Die große Wagnersause — Dienstagabend
Wolfram von Eschenbach, nachts oder frühmorgens, tritt nach draußen auf den Söller, ganz weinselig.
»Ach, du mein lieber, guter alter Abendstern.«
So seufzt er beinahe heiter, aber dann denkt er plötzlich an die tote Elisabeth, und wie das so ist, wenn man betrunken ist: da kippt die Stimmung ganz rasch.
Auch der Tannhäuser tritt auf den Balkon hinaus, und auch er ist in so einer Stimmung, gerade richtig für diese Szene: als hätte er es geahnt, dass die Szene käme.

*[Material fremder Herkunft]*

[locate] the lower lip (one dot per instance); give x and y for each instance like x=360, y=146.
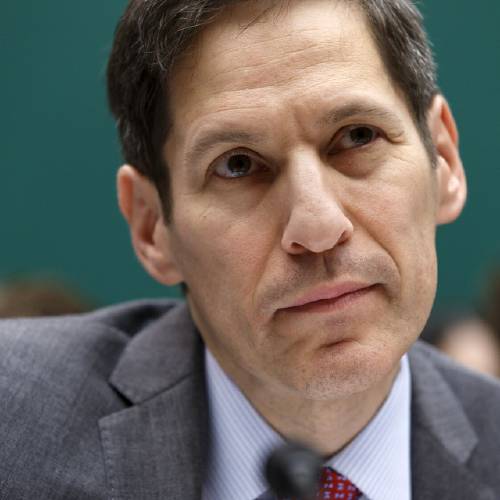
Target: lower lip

Wolfi schaut in den Nachthimmel hinauf, und der selige Peter schaut herab auf die beiden, und aus dem Sternenzelt heraus sinnt er in Worten aus Licht:
»Das Leben des Minnedienenden ist ein Leben des Hoffens und Sehnens, des Wünschens und Verlangens, dem keine Erfüllung werden darf: denn Erfüllung wäre das Ende. Gehen um des Weges, nicht um des Zieles willen, leben um der Mühsal, nicht des Erfolges willen: weil das Verlangen und Wünschen uns weitertreibt. Erfüllung ist Stillstand.«
»Oh ja, das ist schön«, findet Wolfi, »und es ist wahr. Und jeder, der Augen danach hat und weiß, der sieht sofort: ah ja, wie schön. Und die es nicht wissen, verpassen halt was.«
Wolfi hält sich also weiter an seinem Credo fest, das die Sterne ihm nach jeder Anrufung zurückflüstern.
»Denn das ist das, was wir machen, Heinrich. Weil wir uns irgendwann dafür entschieden haben, und alles stand schon damals so festgeschrieben, dass es so sein muss.«
»Ja, aber vielleicht sind wir nicht festgeschrieben. Man könnte sich ja ändern. Das, was wir wollen, kann sich ändern.«
»Soll es aber nicht.«
Ach, Wolfi wieder: als wüsste der nicht genau, wo das alles landet, was er nicht haben kann. Auch Heinrich ist nicht überzeugt.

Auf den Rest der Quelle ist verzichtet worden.